On December 1, 2022 one of the most colorful baseball personalities of all time, Gaylord Perry, died at age 84. Perry was a Hall of Fame pitcher who won 314 games, but what he is perhaps most remembered for was his penchant for throwing an illegal pitch called a spit ball or spitter.
In 1974 Perry published a book with Saturday Review Press called Me and the Spitter: An Autobiographical Confession.
Here are my top takeaways:
1.The Book is Hard to Find
This book is out of print, which is strange considering Perry is a Hall of Famer, and he just recently passed away. I’m guessing major league baseball is happy that the book is nearly impossible to find at a reasonable price considering its subject matter, which in part focuses on the idiosyncratic way baseball condones cheating.
2. Snapshot of an Era
The book offers a vivid look at what baseball was like in the 60s and 70s with casual references to players and coaches like Willie Mays, Pete Rose, Willie Stargell, Henry Aaron, and Billy Martin.
3. Humble Beginnings
The book details Perry’s humble beginnings in North Carolina where he grew up on a farm with no electricity or running water. Perry’s humble beginnings in part led to his desperate attempt to stay in the big leagues by any means necessary. Likewise Perry’s narration is affable, friendly, and a little country, which adds to the charm of the book.
4. Not Quite a Confession
The best part of Perry’s book is his discussion of the slippery rules of baseball when it comes to cheating and the slippery rhetoric he uses throughout the book that never quite arises to a full on confession.
Perry notes that in 1968 baseball outlawed pitchers touching their mouths with their fingers, which pretty much marked the end of the spit-ball era.
An edict issued by National League President Warren Giles the following year allowed umpires to call an illegal pitch with no evidence other than the irregular flight of the ball. According to Perry, this was a bridge too far.
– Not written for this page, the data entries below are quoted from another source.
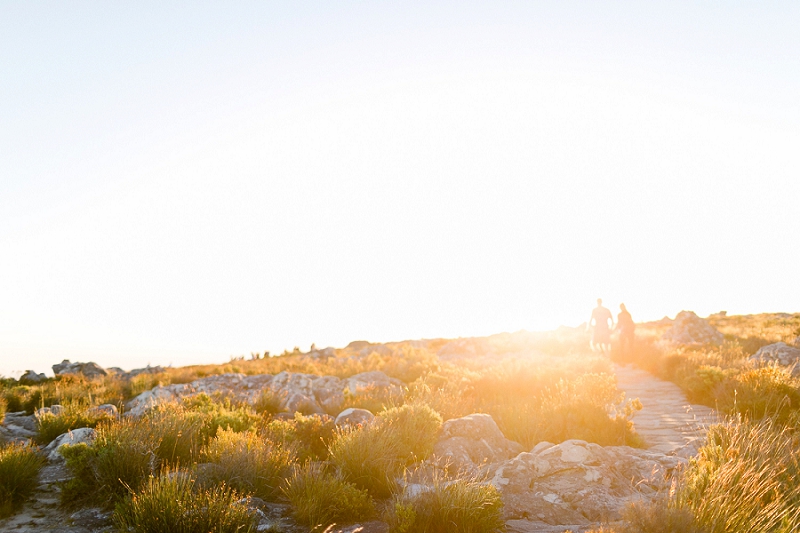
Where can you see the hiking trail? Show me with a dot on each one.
(668, 422)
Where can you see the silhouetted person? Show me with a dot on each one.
(602, 322)
(626, 327)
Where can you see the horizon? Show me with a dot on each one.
(181, 186)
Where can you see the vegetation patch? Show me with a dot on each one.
(464, 505)
(19, 471)
(171, 503)
(248, 463)
(320, 498)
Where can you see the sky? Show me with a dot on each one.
(183, 183)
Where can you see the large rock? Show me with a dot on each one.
(31, 377)
(353, 417)
(576, 482)
(779, 353)
(89, 370)
(472, 441)
(71, 437)
(306, 393)
(690, 330)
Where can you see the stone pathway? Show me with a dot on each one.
(667, 422)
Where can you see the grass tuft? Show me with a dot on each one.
(320, 498)
(249, 463)
(463, 505)
(170, 503)
(19, 471)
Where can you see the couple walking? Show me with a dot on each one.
(603, 324)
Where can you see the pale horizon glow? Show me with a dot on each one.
(182, 185)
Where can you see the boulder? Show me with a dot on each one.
(580, 483)
(374, 382)
(71, 437)
(353, 417)
(107, 409)
(328, 390)
(469, 442)
(54, 410)
(31, 377)
(18, 427)
(779, 353)
(690, 330)
(89, 370)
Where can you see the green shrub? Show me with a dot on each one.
(269, 402)
(121, 457)
(463, 505)
(19, 471)
(369, 457)
(249, 463)
(309, 435)
(415, 427)
(745, 479)
(658, 516)
(74, 415)
(170, 504)
(588, 407)
(760, 392)
(320, 498)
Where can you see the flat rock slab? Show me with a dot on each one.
(668, 422)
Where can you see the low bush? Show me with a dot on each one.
(19, 471)
(249, 463)
(170, 503)
(320, 498)
(121, 458)
(415, 428)
(588, 407)
(269, 402)
(369, 457)
(745, 478)
(760, 392)
(308, 435)
(463, 505)
(658, 516)
(73, 415)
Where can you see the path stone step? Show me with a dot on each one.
(668, 423)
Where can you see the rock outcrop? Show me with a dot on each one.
(89, 370)
(306, 393)
(779, 353)
(471, 442)
(31, 377)
(580, 483)
(690, 330)
(71, 437)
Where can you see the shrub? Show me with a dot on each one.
(309, 435)
(415, 427)
(19, 471)
(120, 458)
(269, 402)
(588, 407)
(760, 392)
(658, 516)
(463, 505)
(369, 457)
(74, 415)
(320, 498)
(745, 478)
(169, 503)
(249, 463)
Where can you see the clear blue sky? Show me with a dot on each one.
(184, 182)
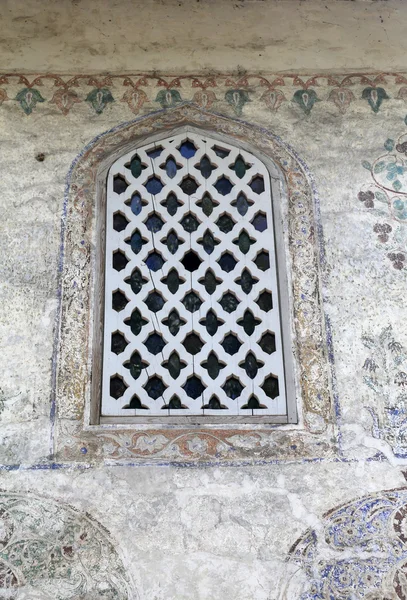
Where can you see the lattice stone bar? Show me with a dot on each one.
(192, 323)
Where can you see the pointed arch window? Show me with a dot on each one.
(195, 318)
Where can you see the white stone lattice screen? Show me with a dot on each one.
(192, 322)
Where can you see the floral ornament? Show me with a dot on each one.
(134, 99)
(399, 208)
(204, 98)
(273, 99)
(99, 99)
(65, 99)
(367, 198)
(375, 97)
(382, 231)
(306, 99)
(387, 198)
(341, 97)
(398, 259)
(237, 99)
(28, 98)
(168, 98)
(3, 96)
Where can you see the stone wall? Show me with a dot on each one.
(176, 518)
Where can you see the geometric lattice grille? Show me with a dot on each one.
(192, 323)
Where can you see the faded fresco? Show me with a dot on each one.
(289, 512)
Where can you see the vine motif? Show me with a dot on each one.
(237, 91)
(386, 198)
(359, 551)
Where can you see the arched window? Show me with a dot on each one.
(194, 322)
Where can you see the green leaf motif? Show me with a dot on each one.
(237, 99)
(168, 98)
(381, 197)
(306, 99)
(389, 145)
(375, 97)
(99, 98)
(379, 167)
(28, 99)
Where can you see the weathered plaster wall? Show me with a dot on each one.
(123, 528)
(180, 35)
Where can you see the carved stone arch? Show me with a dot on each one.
(49, 550)
(73, 435)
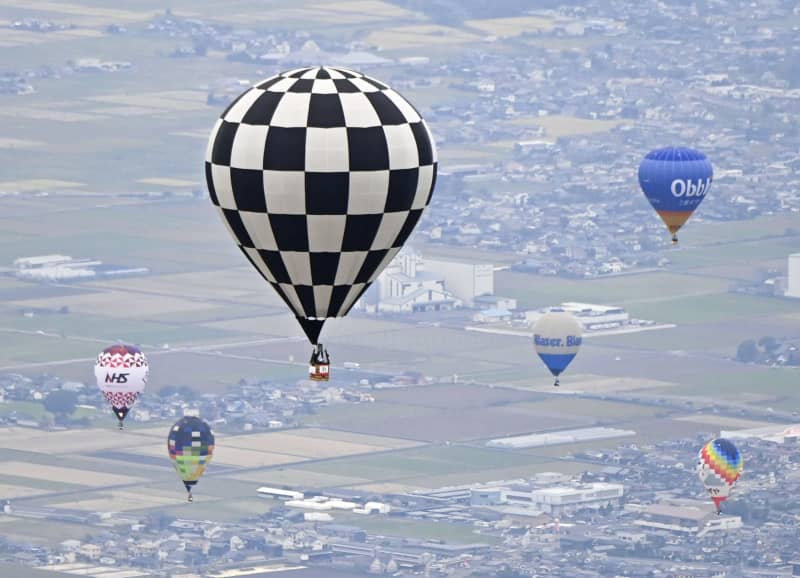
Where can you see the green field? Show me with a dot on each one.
(424, 462)
(533, 291)
(711, 308)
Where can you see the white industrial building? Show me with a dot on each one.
(411, 283)
(590, 315)
(793, 281)
(279, 493)
(66, 268)
(556, 501)
(326, 504)
(466, 280)
(406, 286)
(685, 519)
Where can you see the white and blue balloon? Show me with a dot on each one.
(557, 337)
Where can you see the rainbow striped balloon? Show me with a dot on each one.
(719, 467)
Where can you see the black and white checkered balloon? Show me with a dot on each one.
(320, 175)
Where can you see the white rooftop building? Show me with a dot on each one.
(556, 500)
(65, 268)
(405, 286)
(589, 315)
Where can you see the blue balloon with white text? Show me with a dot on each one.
(675, 181)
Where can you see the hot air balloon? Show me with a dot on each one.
(557, 338)
(675, 181)
(121, 372)
(190, 444)
(719, 465)
(320, 175)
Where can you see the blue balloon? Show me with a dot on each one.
(675, 180)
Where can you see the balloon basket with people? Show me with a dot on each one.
(719, 467)
(319, 364)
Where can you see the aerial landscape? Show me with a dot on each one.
(434, 441)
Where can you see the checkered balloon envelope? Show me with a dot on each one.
(320, 174)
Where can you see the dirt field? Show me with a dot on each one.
(119, 501)
(68, 442)
(66, 474)
(302, 444)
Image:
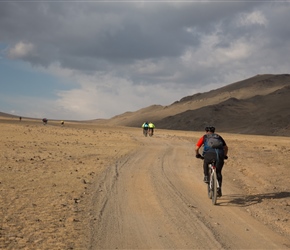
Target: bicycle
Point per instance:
(150, 132)
(213, 184)
(145, 132)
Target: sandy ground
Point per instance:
(86, 186)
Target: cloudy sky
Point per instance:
(96, 59)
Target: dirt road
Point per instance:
(155, 199)
(84, 186)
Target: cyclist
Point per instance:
(151, 128)
(218, 154)
(145, 127)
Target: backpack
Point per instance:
(213, 141)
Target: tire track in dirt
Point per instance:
(158, 201)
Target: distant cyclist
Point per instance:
(145, 127)
(218, 153)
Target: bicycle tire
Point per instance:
(214, 188)
(209, 185)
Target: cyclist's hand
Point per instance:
(198, 156)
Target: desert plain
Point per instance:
(90, 186)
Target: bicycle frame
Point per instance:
(213, 184)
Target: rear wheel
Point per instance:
(214, 188)
(209, 185)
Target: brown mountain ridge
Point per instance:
(258, 105)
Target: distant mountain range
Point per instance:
(258, 105)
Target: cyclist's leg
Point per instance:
(208, 156)
(219, 167)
Much of Perry’s success was due to the threat of him throwing an illegal pitch rather than actually throwing one. He developed a ritual of touching his hat, his hair, and his uniform before each pitch, implanting the idea into the hitter’s head that a doctored ball was on its way. This proved very powerful and helped Perry win 300 games and become a member of the Major League Baseball Hall of Fame.
Me and the Spitter is a wonderful book that captures the zeitgeist of Major League Baseball in the 60s and 70s from the point of view of a North Carolina farm boy whose American grit and resourcefulness transformed him into a legendary Hall of Fame pitcher.